Patients with psychosis induced by methamphetamine commonly present with persecutory delusions and auditory hallucinations, often with agitation and insomnia . Many cases quickly remit with abstinence in days to weeks, but 15–30% of patients have persistent or recurrent psychosis. Antipsychotics for psychosis are administered once overdose threats are controlled. No antipsychotic appears better than another.

Therapy: Contingency Management (CM) and Cognitive Behavioral Therapy (CBT)

The most direct way to avert recurrent meth psychosis is to prevent meth reuse via evidence-based therapy such as contingency management (CM) and cognitive behavioral therapy (CBT) in an integrated psychiatric -addiction treatment program.

CM treatment gives vouchers or prizes as reinforcement, contingent on drug-negative tests or treatment engagement. CM consistently outperforms counseling alone for stimulant use disorders. High-quality evidence supports integrating CM into routine care, with attention to compliance requirements.

CBT remains foundational in craving management, cognitive restructuring, and relapse -prevention skills. UCLA's Matrix Model, developed by my colleague Dr. Richard A. Rawson in the 1980s, integrates CBT with intensive outpatient structure (individual + group, family education , frequent testing) over 16 weeks. Benefits depend on attendance and early abstinence.

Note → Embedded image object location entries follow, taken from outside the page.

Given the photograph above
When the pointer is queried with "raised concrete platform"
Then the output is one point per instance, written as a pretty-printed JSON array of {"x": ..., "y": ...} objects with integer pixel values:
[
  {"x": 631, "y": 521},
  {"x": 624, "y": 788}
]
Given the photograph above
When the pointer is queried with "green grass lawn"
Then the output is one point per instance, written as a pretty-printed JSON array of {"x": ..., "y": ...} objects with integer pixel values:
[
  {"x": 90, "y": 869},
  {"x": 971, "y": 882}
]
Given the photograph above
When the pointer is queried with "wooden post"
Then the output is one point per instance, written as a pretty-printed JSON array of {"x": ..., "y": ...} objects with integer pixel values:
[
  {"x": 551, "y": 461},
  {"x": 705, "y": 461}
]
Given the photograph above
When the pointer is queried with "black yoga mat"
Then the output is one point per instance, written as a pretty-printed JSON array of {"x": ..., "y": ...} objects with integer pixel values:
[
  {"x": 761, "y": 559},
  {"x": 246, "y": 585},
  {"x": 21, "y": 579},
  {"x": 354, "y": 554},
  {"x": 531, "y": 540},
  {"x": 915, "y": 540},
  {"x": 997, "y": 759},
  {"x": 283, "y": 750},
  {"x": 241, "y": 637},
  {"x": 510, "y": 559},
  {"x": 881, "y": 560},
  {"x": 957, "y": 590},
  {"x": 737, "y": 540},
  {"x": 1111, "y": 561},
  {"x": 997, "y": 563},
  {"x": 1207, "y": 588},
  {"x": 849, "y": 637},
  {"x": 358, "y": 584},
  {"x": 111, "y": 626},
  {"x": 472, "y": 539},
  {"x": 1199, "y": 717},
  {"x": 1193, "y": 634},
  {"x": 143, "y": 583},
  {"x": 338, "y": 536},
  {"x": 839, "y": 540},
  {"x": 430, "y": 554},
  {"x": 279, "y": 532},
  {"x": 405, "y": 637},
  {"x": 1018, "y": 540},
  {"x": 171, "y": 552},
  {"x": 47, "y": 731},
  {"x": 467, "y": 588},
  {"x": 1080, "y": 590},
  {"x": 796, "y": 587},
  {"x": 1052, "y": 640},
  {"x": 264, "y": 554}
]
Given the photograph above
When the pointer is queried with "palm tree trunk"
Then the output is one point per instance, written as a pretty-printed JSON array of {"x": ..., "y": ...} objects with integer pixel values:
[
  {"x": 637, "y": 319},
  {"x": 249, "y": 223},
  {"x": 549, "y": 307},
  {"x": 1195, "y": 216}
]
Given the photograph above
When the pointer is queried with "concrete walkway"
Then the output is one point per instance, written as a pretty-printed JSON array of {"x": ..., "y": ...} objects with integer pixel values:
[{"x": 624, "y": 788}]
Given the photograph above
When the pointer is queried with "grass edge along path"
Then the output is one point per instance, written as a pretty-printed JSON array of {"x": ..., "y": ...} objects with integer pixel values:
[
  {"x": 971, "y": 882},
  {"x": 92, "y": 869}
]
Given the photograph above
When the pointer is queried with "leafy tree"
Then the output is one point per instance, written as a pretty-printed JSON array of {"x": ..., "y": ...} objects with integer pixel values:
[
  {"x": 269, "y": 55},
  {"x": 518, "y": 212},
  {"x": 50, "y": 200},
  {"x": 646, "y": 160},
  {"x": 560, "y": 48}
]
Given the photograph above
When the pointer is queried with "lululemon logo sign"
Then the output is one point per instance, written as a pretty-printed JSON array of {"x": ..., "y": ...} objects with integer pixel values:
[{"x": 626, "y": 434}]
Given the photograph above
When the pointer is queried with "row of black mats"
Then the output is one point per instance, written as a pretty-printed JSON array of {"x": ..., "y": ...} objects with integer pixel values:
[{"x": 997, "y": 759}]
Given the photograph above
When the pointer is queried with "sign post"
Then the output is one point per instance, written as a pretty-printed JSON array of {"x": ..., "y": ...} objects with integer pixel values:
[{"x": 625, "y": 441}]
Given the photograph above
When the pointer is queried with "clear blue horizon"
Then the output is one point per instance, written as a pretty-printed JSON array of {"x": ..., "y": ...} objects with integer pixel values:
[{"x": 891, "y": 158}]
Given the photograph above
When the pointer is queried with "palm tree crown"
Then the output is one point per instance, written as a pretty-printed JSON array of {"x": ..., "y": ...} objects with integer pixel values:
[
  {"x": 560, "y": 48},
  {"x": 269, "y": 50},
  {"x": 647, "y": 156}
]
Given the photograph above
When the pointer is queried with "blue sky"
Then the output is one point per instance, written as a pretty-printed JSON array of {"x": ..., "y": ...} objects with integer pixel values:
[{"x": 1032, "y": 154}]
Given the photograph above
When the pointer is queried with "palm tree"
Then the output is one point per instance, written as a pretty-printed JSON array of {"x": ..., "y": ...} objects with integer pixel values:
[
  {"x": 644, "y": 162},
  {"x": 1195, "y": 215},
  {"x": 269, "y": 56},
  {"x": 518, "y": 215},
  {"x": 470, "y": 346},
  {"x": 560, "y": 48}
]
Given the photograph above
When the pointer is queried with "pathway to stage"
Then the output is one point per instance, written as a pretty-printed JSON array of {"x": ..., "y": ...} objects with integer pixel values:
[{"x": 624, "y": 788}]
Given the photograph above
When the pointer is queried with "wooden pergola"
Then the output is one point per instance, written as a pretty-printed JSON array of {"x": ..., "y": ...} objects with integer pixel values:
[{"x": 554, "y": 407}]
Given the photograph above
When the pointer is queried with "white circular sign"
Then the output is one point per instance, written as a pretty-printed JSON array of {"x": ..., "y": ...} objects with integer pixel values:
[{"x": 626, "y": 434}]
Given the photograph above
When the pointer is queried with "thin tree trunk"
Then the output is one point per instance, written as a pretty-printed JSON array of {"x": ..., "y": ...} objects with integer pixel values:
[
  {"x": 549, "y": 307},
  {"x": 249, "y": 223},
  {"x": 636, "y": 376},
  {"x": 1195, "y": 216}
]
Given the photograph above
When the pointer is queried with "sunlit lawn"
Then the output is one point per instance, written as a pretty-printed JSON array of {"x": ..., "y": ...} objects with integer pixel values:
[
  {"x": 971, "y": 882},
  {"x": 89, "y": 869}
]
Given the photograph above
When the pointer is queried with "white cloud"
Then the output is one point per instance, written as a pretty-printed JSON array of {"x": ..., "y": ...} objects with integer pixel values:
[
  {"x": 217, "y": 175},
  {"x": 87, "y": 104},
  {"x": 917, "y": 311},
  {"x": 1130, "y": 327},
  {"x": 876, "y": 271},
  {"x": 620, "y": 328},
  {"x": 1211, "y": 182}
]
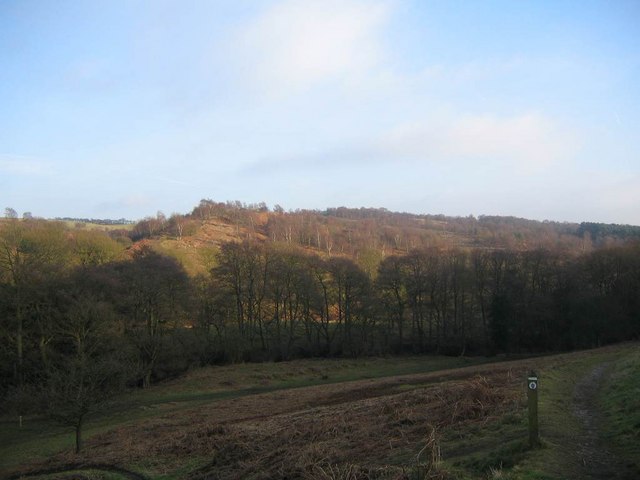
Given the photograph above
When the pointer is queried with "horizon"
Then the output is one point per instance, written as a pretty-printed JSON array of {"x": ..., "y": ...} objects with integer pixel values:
[{"x": 120, "y": 109}]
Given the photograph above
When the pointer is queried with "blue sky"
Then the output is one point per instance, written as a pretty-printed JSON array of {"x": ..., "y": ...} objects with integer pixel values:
[{"x": 123, "y": 108}]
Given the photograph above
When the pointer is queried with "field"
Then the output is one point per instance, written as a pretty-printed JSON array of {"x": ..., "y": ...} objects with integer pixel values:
[{"x": 394, "y": 418}]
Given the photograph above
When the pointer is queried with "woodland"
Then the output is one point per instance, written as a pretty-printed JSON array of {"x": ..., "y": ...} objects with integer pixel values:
[{"x": 88, "y": 313}]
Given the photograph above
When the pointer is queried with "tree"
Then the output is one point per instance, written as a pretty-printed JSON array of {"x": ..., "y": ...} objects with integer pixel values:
[
  {"x": 31, "y": 253},
  {"x": 153, "y": 295},
  {"x": 91, "y": 366}
]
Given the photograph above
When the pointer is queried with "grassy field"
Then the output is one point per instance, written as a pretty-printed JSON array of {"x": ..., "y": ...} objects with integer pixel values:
[{"x": 412, "y": 417}]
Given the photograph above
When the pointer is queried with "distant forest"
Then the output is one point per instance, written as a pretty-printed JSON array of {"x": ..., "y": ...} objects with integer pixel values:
[{"x": 85, "y": 313}]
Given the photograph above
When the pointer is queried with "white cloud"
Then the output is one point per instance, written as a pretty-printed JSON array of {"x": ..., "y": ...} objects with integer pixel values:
[
  {"x": 23, "y": 165},
  {"x": 529, "y": 141},
  {"x": 297, "y": 44}
]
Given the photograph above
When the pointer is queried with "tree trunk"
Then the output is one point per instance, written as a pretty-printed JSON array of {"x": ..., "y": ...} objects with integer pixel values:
[{"x": 79, "y": 435}]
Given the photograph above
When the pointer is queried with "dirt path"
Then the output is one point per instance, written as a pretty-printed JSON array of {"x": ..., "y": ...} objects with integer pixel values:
[{"x": 596, "y": 460}]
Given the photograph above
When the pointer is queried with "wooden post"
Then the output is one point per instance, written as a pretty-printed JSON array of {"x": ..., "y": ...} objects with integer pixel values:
[{"x": 532, "y": 397}]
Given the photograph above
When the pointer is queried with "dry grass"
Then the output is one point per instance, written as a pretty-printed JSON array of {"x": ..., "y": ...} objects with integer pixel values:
[{"x": 364, "y": 430}]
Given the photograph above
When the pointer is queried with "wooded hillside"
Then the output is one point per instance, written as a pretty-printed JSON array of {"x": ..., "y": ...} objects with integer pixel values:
[{"x": 87, "y": 312}]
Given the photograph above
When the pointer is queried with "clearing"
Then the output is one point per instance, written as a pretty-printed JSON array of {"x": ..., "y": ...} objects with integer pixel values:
[{"x": 443, "y": 418}]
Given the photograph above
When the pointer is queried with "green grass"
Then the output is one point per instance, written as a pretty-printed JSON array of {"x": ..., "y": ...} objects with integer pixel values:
[
  {"x": 558, "y": 424},
  {"x": 40, "y": 438},
  {"x": 495, "y": 449},
  {"x": 620, "y": 403}
]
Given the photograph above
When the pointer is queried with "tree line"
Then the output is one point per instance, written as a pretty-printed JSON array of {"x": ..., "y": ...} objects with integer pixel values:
[{"x": 84, "y": 316}]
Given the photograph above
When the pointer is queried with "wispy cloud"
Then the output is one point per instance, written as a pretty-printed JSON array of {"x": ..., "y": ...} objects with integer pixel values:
[
  {"x": 528, "y": 141},
  {"x": 24, "y": 165},
  {"x": 297, "y": 44}
]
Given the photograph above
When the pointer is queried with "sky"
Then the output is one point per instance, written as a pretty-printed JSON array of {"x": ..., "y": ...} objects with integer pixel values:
[{"x": 123, "y": 108}]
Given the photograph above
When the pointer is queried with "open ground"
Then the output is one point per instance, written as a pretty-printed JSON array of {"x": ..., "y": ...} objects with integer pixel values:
[{"x": 395, "y": 418}]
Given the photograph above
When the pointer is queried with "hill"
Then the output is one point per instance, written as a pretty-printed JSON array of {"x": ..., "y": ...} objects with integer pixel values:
[{"x": 366, "y": 235}]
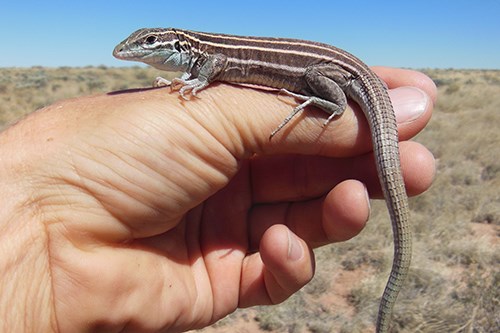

Pharmacotherapies: Using Off-Label Options

Some off-label options have proven effective in patients addicted to methamphetamine. One study found that extended-release injectable naltrexone (380 mg q3wk) + extended-release oral bupropion (450 mg/day) significantly increased the proportion of responders, the strongest pharmacologic data.

Long-acting stimulants (e.g., methylphenidate SR, lisdexamfetamine) have shown modest reductions in use days but risk diversion and abuse.

Inpatient Residential Treatment

Meth or cocaine binges can be alarming, risky, and dangerous. Inpatient or residential treatment is a common intervention that changes the environment , reduces craving, teaches relapse prevention, and improves loss of control. Recovery is possible with detox, time, individual and group therapy, and AA/NA. Treatment of other disorders is necessary, along with healthy eating, exercise, and support from family, friends, and professionals.

CDC data show that among 309,274 overdose deaths from January 2021 to June 2024 in 49 states and D.C., 59.0% involved any stimulant, 31.2% involved methamphetamine, and 30.0% involved cocaine; 3.8% involved both methamphetamine and cocaine.

Cocaine and meth use among fentanyl users is the new normal. Meth and cocaine are competing for illicit market share just as fentanyl competed with heroin a few years ago. Synthetics have the edge, and the new speedball is a synthetic combo of fentanyl and methamphetamine. There is no single FDA-approved medication for meth use disorder or overdose.